After receiving some of your comments about my last post, I realized that I should initiate my own flow space before writing. Otherwise, the message gets muddy!
I decided to open the book with one of the powerful stories I collected when I did my research. I had given my participants ananonmity and had to get his permission first. He has given me that permission now, so I'm putting this out to the world again.
Here is the first part of the introduction to the book, which includes his story. What follows this is a discussion on "flow" and "decision making." For now, I just want to know if this makes you want to know more. Let me know what you think about this.
Thanks to all.
NEW WORKING TITLE: Riding the Wave of Action: Achieving Success and Well-being through Flow-based Decision Making
Chapter 1: Introduction
The Dancer Becomes the Dance
Consider an activity you enjoy. You are working toward clear goals and receiving feedback in some form. There are many opportunities for decisive action. Action and awareness merge. You concentrate on the task at hand to the exclusion of all information, except that which is necessary to the activity. You experience a sense of control. You are unaware of your own consciousness. Time has no meaning or is distorted: It slows down; it speeds up; there is no awareness of time. You do the activity for the sake of the activity.

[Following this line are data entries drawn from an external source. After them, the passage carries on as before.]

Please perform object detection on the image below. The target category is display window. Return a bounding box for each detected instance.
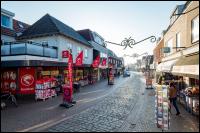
[1,69,17,93]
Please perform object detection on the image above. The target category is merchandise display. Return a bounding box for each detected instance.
[179,86,199,116]
[155,85,170,130]
[35,78,57,101]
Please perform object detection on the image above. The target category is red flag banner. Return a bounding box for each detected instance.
[101,58,107,66]
[76,51,83,66]
[92,55,100,67]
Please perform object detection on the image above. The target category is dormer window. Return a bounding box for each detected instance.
[18,23,24,28]
[1,14,12,29]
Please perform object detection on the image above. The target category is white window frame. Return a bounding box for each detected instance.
[191,15,199,43]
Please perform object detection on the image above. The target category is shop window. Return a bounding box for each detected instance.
[192,15,199,43]
[77,47,81,55]
[84,49,88,58]
[176,32,181,49]
[165,39,173,56]
[1,14,12,29]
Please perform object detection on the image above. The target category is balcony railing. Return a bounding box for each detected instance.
[1,42,58,58]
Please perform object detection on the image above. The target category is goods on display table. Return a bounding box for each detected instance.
[179,86,199,115]
[145,71,153,89]
[108,69,114,85]
[155,85,170,130]
[35,78,57,100]
[1,70,17,93]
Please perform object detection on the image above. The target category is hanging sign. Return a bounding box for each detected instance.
[76,51,83,66]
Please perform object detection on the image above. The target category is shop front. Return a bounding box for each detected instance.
[1,61,66,98]
[172,54,199,116]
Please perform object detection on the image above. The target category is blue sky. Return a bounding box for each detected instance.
[1,1,185,64]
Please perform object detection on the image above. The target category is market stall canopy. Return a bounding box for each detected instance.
[172,54,199,79]
[156,59,177,72]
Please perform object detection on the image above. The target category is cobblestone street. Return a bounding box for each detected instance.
[1,72,199,132]
[45,74,199,132]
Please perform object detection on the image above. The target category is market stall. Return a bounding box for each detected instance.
[155,85,170,130]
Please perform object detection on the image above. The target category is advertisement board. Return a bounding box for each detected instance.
[19,67,35,94]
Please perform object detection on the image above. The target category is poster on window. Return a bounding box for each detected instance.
[19,67,35,94]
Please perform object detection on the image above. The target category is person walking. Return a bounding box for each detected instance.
[169,82,180,115]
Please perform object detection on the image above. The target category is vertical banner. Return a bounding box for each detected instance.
[68,53,73,90]
[76,51,83,66]
[101,58,107,66]
[19,67,35,94]
[92,55,100,67]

This feeling is called “flow.” Simply stated, “flow” is the idea that “the dancer becomes the dance.”
September 11, 2001, started out to be a beautiful morning. Joel Kanasky, Firefighter for FDNY Rescue Company 1, was teaching a scuba diving class when he heard about the first plane hitting the World Trade Center. He arrived around 40 minutes after his Company had been deployed. The South Tower had just fallen. He entered the lobby of the North Tower looking for his crew. He approached a battalion chief—according to Joel, “a tough old Marine-coot”—who was later killed that day. The chief gave Joel an order to get some hydraulic jacks and some torches, because there were steel beams pinning some firefighters in the hotel.
Joel and two other firefighters were getting the equipment together and heard people yelling, “RUN!!!” He didn’t even think about it. He dropped all the gear except one tool, which was still in his hand, and took off across West Street. He found a door and broke the window. He dove through dropping to his hands and knees. He took the first left into what turned out to be the ATM lobby in the North Tower. He proceeded to crawl to a back area where he thought life was going to end. He was totally incapsulated in, what he called, “some crazy dust.”
He kept thinking about all the young, new firefighters he had trained over the years and how he told them, as he guided them through their training in the burn building, “Keep your head. Keep breathing. Stay low. Calm down. Slow down. It will be fine.” He said he thought these were crazy things to think about, but it worked like magic and helped him stay calm.
There was another firefighter named Thor with him. He heard Thor say, “This is probably it.” At that moment, Joel saw a touch of light toward the end of the hallway. He said, “We have to crawl that way.” They crawled out of the ATM lobby into the back of the American Express Building, where was enough fresh air there to breathe, but he still thought this was probably the end.
He didn’t have a breathing apparatus because his original task was to get rescue equipment. Thor had one, but there was so much debris in his face piece that he couldn’t breathe through it.
Joel had no sense of time. While 47 minutes had passed between the collapse of the South Tower and the collapse of the North Tower, it felt like the blink of an eye. His first awareness that time had passed was noticing a man cutting bologna and making sandwiches with a loaf of white bread and a big jar of mustard on a garbage can on the street at sunset. He said it felt as if he had just walked into the North Tower lobby just after the South Tower had collapsed.
Joel’s observation was that training and always being prepared gives you the ability to respond in the right way without regard to the passage of time. He knew this repetition helps us make decisions that enable us to remain fully in the present. This is hard to do because we struggle for future goals. The present is the only thing that has no end.
Joel was the sole survivor of FDNY Resue Company 1 that fateful day.
Joel is a firefighter. He loves what he does. He works in a special operations company in New York City, where his primary function is to save firemen. "That’s my responsibility. We are there when firemen get in trouble. I think I’ve been to many firefighter fatality rooms in 20 years. It’s been tough duty, but by the same token, we pulled out 15 or so who are still alive today…[Being a firefighter] was always a desire and a love. I thought it was a calling. It has been spectacular. A lot of terrible times, but a lot of great times. Even with the bad times, it’s still good. It’s the greatest job on earth."
Joel operates “in the flow.” His strength comes from within, from his marriage, through his love of service to his community, and through the firefighter-family culture.